In her talk, Ms. McAlister Groves told the story of a woman who came to this country as a mail-order bride—who initially spoke no English—whose husband turned out to be abusive. The impetus, eventually, for her to seek help was a poster in the waiting area of her pediatrician's office that stated simply that no one deserves to be hit.

She told another story about a 13-month-old girl who was being held by her mother when the woman was hit by her boyfriend. For the next 3 weeks, that child had such intense separation anxiety that the mother could not even go to the bathroom by herself.

This story illustrates that even very young children are profoundly affected by violence, Ms. McAlister Groves said.

According to her figures, 85% of children who witness an incidence of violence against their mother experience symptoms of posttraumatic stress disorder, and the latest figures indicate that perhaps one-third of children are exposed to some domestic violence.

“If a parent is vulnerable, a child is also vulnerable,” she said.

There is a role for the pediatric health provider to help parents and children talk about this, she added.

Among other recommendations in these guidelines:

Who and when to ask. New patients should be asked about violence in the home, and regular patients should be queried at least once a year at routine appointments, such as well-child visit, or if there is reason to be concerned. The parent should be asked, not the child, until the child is perhaps 12 years old.

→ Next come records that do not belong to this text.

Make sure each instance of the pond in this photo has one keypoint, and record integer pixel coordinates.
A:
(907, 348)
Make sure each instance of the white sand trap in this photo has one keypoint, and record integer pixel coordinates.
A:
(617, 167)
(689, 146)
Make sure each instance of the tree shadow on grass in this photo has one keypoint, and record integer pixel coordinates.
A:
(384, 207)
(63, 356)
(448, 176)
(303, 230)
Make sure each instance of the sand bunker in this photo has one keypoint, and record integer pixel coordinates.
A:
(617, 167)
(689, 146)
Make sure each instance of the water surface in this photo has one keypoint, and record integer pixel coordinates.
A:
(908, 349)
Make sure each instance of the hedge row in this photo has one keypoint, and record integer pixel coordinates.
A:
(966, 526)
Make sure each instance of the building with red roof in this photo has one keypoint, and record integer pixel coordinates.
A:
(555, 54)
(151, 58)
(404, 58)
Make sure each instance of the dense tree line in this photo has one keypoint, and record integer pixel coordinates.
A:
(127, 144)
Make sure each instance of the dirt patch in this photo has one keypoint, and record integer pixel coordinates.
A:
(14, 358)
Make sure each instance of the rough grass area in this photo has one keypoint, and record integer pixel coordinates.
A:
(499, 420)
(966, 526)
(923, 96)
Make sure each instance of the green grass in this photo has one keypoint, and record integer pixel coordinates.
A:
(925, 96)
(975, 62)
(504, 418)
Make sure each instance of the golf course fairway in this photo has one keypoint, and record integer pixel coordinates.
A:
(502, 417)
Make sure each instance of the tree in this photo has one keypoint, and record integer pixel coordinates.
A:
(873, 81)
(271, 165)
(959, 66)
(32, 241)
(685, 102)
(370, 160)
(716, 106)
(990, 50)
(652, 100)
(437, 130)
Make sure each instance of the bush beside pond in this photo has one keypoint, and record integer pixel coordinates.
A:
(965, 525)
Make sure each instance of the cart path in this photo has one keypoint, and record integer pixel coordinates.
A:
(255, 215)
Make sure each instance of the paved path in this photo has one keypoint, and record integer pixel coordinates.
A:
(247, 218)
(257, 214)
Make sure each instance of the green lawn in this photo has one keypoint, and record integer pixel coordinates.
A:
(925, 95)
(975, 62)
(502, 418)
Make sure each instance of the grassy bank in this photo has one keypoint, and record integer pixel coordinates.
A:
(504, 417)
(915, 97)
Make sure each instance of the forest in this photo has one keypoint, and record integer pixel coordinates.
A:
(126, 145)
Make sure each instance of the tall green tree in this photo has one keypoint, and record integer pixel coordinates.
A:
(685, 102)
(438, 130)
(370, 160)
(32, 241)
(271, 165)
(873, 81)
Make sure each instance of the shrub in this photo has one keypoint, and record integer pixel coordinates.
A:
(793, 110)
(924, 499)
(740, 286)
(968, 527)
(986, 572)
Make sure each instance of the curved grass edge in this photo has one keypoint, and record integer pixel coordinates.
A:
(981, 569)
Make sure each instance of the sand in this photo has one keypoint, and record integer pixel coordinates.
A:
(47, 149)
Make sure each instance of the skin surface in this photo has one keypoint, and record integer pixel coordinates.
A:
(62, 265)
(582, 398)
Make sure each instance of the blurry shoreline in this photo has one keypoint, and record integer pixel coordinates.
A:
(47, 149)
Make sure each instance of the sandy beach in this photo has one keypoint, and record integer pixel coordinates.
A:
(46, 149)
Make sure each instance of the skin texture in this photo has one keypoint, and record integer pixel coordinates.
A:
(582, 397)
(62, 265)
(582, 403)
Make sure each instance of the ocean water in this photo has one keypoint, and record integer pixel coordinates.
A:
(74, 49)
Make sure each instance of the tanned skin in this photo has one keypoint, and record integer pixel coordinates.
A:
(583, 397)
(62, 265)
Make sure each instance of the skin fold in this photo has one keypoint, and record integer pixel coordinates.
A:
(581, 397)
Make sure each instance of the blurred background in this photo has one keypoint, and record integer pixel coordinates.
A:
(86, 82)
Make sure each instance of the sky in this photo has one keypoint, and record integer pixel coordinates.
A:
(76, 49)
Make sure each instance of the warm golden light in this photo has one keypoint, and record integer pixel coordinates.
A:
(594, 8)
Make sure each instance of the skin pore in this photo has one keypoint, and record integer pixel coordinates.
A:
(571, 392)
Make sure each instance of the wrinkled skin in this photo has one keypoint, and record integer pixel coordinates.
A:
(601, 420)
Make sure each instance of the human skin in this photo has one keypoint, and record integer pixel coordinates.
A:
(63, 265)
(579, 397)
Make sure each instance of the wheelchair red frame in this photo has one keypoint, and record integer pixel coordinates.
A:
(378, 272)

Direct questions are best, such as “Have you ever been hurt or threatened by your partner?” and “Has your child witnessed a violent or frightening event in your neighborhood or home?” But the physician should use his or her own style, and often, indirect questions will suffice, such as “What happens when there is a disagreement in your home?” and “Do you feel safe in your home?”

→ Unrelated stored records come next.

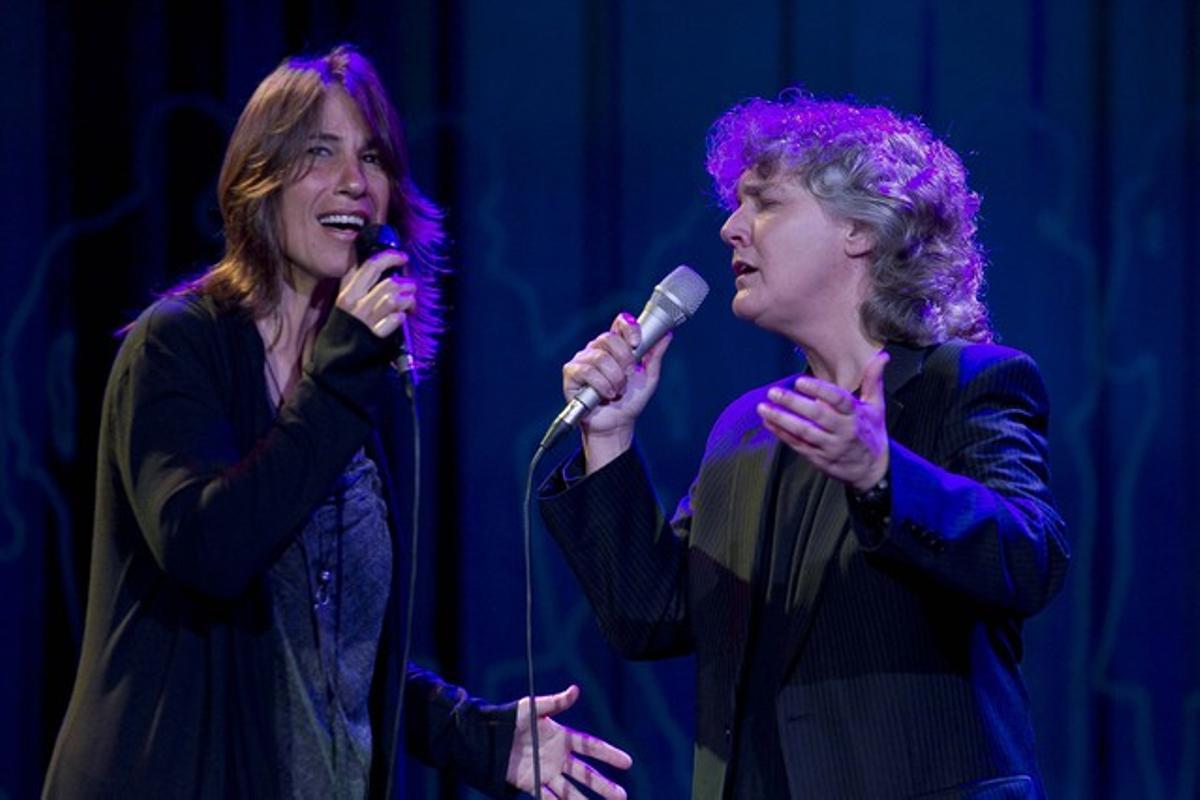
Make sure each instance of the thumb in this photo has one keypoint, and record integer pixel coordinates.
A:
(873, 378)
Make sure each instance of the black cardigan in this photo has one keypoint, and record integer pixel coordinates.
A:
(198, 491)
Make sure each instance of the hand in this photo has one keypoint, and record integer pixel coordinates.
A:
(845, 437)
(561, 749)
(624, 385)
(379, 305)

You can preface your questions by explaining that you are asking because the problem of domestic violence is so common that these questions have become routine.

“The majority of women I have talked to are not offended by questioning,” Ms. McAlister Groves said.

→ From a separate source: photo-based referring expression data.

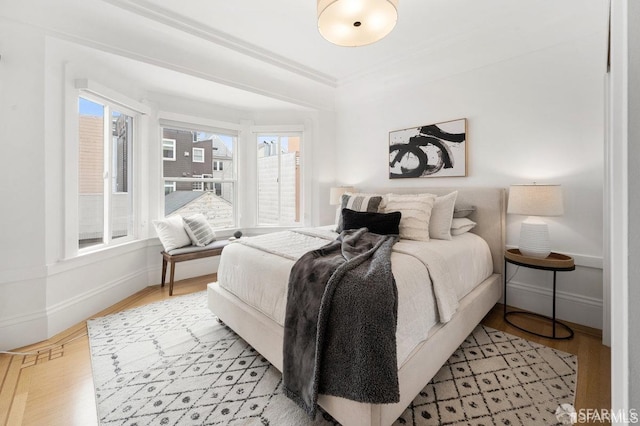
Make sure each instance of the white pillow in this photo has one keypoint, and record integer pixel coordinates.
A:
(441, 216)
(199, 230)
(171, 233)
(461, 225)
(416, 212)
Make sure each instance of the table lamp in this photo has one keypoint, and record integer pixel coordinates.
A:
(335, 195)
(535, 200)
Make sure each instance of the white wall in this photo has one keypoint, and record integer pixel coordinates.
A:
(634, 201)
(535, 117)
(42, 289)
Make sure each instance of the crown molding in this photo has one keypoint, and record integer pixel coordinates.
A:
(179, 22)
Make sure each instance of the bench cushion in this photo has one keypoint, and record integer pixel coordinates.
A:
(192, 249)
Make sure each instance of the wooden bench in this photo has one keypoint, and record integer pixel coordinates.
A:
(188, 253)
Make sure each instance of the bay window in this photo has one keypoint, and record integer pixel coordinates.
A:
(201, 175)
(279, 178)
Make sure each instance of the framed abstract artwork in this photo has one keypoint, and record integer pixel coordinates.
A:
(433, 150)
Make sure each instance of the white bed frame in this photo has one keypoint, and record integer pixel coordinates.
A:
(266, 336)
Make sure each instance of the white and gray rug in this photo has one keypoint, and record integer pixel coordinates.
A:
(172, 363)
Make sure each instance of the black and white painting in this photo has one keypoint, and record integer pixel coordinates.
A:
(434, 150)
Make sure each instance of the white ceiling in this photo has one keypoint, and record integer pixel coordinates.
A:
(224, 44)
(285, 31)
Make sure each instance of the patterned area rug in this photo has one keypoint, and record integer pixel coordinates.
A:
(172, 363)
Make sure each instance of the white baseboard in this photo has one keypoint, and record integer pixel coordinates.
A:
(71, 311)
(25, 329)
(571, 307)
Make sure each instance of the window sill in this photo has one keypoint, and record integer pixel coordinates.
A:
(95, 256)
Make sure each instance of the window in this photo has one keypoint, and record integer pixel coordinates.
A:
(169, 187)
(105, 175)
(169, 149)
(279, 186)
(197, 186)
(198, 155)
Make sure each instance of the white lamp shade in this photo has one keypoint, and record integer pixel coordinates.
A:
(535, 200)
(335, 195)
(356, 22)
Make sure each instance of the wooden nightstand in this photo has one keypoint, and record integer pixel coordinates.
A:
(554, 262)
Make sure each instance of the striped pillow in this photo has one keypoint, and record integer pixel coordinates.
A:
(359, 203)
(199, 230)
(416, 213)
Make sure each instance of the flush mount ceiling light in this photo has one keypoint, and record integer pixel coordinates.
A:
(356, 22)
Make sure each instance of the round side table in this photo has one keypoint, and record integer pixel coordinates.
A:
(554, 262)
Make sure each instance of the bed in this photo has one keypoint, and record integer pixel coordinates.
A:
(239, 299)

Should the child be in the room? There is debate over whether the child should be in the room when the questions are asked, Ms. McAlister Groves said. It is better to ask indirect questions with the child in the room than to miss asking patients.

Who should ask these questions? Written questions should not take the place of verbal questioning, and the inquiry can be made by anyone in the office who has had the proper training.

Know how to respond to answers to your questions. If you are going to ask, then you need to know what to do with this information. All but 10 states require reporting of specific injurious incidents, and some require reporting when you hear about domestic violence. Physicians and other practitioners should familiarize themselves with their state's reporting laws and should know where to refer the parent for help; it is a good idea to have information on hand about domestic violence and its impact on children.

When you hear about violence, ask if the mother and child are safe currently. If you plan to report an incident, inform the parent that you are going to make a report.

 

 

At her center, the staff tries to make the reporting call with the parent present, Ms. McAlister Groves said.

What to do when the child tells about violence in the home. When a child tells his doctor about violence in the home, the recommendation is that the physician gets as much information as possible and then tells the nonabusing parent that she knows. Since the child could get in trouble, the physician needs to explain to the parent that the child simply is doing what he thinks is right.

Know when to refer. The definitive time to refer a patient for more expert help is when the child has symptoms from the violence that have persisted more than 3 months (1 month in young children), when the trauma was particularly violent or injurious, when the caretaker is unable to be empathic and attuned to the child's needs, or when the nonabusive caretaker is in danger.